Смекни!
smekni.com

Накануне 2 (стр. 8 из 29)

- Может быть.

- Да отчего же это? отчего?

- Мои мысли мне самой не ясны, - проговорила Елена.

- Тут-то их и доверять другому, - подхватил Шубин. - Но я вам скажу, в чем дело. Вы дурного мнения обо мне.

- Я?

- Да, вы. Вы воображаете, что во мне все наполовину притворно, потому что я художник; что я не способен не только ни на какое дело, - в этом вы, вероятно, правы, - но даже ни к какому истинному, глубокому чувству: что я и плакать-то искренно не могу, что я болтун и сплетник, - и все потому, что я художник.
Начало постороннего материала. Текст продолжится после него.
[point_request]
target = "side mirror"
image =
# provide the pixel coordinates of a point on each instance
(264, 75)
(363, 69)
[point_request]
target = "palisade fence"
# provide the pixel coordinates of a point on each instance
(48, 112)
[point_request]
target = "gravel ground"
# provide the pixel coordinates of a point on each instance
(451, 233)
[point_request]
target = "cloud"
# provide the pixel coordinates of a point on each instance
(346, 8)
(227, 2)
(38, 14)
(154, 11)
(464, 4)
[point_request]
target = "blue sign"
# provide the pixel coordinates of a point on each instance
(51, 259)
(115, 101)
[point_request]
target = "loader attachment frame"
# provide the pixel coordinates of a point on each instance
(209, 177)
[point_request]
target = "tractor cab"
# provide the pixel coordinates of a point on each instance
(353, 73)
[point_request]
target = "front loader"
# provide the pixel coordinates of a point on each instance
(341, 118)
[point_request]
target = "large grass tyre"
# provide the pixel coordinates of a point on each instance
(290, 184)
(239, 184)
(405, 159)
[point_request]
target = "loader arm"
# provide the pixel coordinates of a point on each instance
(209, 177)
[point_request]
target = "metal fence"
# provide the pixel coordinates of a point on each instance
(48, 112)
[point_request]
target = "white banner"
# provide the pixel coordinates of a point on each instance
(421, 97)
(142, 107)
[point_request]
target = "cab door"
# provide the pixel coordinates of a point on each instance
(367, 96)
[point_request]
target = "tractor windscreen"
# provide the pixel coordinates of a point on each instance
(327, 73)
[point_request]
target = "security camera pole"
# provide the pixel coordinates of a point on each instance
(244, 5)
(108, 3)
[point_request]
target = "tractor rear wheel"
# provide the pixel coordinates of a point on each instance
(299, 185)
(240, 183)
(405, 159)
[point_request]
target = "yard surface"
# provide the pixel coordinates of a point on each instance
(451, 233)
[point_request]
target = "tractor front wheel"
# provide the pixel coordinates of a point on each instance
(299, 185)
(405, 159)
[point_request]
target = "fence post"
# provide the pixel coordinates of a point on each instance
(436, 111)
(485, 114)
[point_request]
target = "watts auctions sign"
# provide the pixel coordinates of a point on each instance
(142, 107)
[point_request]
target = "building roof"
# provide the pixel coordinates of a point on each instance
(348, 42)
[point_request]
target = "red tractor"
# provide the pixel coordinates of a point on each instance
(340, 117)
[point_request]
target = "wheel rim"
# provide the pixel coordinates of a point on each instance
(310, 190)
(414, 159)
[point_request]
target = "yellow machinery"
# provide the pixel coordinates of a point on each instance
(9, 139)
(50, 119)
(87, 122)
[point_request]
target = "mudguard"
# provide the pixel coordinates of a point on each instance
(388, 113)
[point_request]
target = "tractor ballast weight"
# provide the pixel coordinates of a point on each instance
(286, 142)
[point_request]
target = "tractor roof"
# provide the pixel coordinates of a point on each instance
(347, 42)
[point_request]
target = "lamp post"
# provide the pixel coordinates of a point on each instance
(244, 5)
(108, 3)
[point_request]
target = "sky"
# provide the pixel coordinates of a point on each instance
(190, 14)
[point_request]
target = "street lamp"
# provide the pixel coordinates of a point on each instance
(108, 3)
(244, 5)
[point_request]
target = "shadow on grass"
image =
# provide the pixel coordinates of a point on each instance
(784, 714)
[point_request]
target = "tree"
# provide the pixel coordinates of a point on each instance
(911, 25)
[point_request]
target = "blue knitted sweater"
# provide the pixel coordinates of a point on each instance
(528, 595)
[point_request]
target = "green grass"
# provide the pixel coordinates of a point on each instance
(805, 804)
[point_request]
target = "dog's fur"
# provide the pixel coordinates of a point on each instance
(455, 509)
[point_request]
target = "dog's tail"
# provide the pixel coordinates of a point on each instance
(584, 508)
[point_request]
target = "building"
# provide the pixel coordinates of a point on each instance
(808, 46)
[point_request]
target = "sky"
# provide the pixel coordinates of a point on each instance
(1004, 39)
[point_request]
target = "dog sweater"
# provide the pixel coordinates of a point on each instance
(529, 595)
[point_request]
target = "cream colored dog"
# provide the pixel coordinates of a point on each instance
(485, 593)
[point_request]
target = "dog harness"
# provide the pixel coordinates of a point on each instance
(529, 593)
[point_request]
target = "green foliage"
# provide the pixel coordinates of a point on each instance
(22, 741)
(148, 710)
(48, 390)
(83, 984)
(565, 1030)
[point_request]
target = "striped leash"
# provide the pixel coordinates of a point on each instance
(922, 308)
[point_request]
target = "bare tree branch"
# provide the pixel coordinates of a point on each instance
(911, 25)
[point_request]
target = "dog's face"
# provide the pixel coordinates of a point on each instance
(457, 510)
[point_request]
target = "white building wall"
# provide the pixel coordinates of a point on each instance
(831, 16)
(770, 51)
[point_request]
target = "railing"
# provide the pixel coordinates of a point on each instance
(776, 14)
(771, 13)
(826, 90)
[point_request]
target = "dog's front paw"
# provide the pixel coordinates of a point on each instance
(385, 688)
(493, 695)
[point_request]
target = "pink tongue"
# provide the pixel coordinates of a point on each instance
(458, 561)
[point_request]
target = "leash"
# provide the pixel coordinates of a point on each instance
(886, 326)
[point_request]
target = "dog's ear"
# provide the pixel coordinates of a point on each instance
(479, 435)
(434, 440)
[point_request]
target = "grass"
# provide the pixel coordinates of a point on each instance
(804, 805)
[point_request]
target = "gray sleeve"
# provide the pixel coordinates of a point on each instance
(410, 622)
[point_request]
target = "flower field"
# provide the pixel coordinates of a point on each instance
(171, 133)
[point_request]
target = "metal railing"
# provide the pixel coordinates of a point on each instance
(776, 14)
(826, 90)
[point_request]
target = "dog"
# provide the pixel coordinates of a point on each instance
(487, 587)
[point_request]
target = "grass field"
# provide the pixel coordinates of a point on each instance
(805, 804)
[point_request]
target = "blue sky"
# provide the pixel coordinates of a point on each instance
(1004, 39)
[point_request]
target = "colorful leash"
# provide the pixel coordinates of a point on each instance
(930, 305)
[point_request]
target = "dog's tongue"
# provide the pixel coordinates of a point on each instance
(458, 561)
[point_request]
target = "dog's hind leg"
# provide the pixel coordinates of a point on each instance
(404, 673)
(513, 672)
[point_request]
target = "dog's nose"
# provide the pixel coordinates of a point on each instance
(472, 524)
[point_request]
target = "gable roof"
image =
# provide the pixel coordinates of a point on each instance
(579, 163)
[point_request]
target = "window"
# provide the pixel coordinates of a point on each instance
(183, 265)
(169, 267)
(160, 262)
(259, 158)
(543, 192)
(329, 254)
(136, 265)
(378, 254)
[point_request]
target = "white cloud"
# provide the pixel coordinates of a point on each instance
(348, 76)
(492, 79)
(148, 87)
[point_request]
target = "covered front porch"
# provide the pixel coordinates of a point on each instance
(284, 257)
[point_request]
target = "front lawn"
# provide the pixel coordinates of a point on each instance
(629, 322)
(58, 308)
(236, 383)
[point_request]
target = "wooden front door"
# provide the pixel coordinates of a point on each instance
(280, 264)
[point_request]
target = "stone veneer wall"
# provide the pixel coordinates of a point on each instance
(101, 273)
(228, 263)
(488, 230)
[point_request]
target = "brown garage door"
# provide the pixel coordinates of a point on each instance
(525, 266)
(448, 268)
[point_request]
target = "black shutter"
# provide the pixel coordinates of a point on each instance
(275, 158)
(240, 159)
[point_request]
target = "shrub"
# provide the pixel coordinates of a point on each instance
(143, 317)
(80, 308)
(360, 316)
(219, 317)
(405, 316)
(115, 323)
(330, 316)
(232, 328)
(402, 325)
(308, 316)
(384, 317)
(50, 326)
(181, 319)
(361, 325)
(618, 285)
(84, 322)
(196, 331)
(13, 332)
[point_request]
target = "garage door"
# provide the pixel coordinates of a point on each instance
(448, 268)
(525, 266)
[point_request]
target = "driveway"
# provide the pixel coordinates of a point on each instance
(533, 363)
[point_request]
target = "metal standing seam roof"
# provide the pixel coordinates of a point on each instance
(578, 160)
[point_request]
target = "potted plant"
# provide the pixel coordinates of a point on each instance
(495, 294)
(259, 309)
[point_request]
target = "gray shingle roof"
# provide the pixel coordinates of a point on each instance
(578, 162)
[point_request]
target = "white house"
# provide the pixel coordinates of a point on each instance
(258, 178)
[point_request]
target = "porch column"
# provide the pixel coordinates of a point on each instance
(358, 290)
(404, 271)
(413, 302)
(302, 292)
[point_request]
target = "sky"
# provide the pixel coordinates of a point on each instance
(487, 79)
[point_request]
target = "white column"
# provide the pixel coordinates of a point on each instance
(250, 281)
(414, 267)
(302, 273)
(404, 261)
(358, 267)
Что же мы после этого за несчастные, богом убитые люди? Вы, например, я побожиться готов, не верите в мое раскаяние.

- Нет, Павел Яковлевич, я верю в ваше раскаяние, и в ваши слезы я верю. Но мне кажется, самое ваше раскаяние вас забавляет, да и слезы тоже.

Шубин дрогнул.

- Ну, я вижу, это, как выражаются доктора, неизлечимый казус, casus incurabilis. Тут остается только поникнуть головой да покориться. А между тем, господи! неужели это правда, неужели же я все с собой вожусь, когда рядом живет такая душа? И знать, что никогда не проникнешь в эту душу, никогда не будешь ведать, отчего она грустит, отчего она радуется, что в ней бродит, чего ей хочется, куда она идет... Скажите, - промолвил он после небольшого молчания, - вы никогда, ни за что, ни в каком случае не полюбили бы художника?

Елена посмотрела ему прямо в глаза.

- Не думаю, Павел Яковлевич; нет.

- Что и требовалось доказать, - проговорил с комической унылостию Шубин. - Засим, я полагаю, мне приличнее не мешать вашей уединенной прогулке. Профессор спросил бы вас: а на основании каких данных вы сказали нет? Но я не профессор, я дитя, по вашим понятиям; но от детей не отворачиваются, помните. Прощайте. Мир моему праху!

Елена хотела было остановить его, но подумала и тоже сказала:

- Прощайте.

Шубин вышел со двора. В недальнем расстоянии от дачи Стаховых встретился ему Берсенев. Он шел проворными шагами, наклонив голову и сдвинув шляпу на затылок.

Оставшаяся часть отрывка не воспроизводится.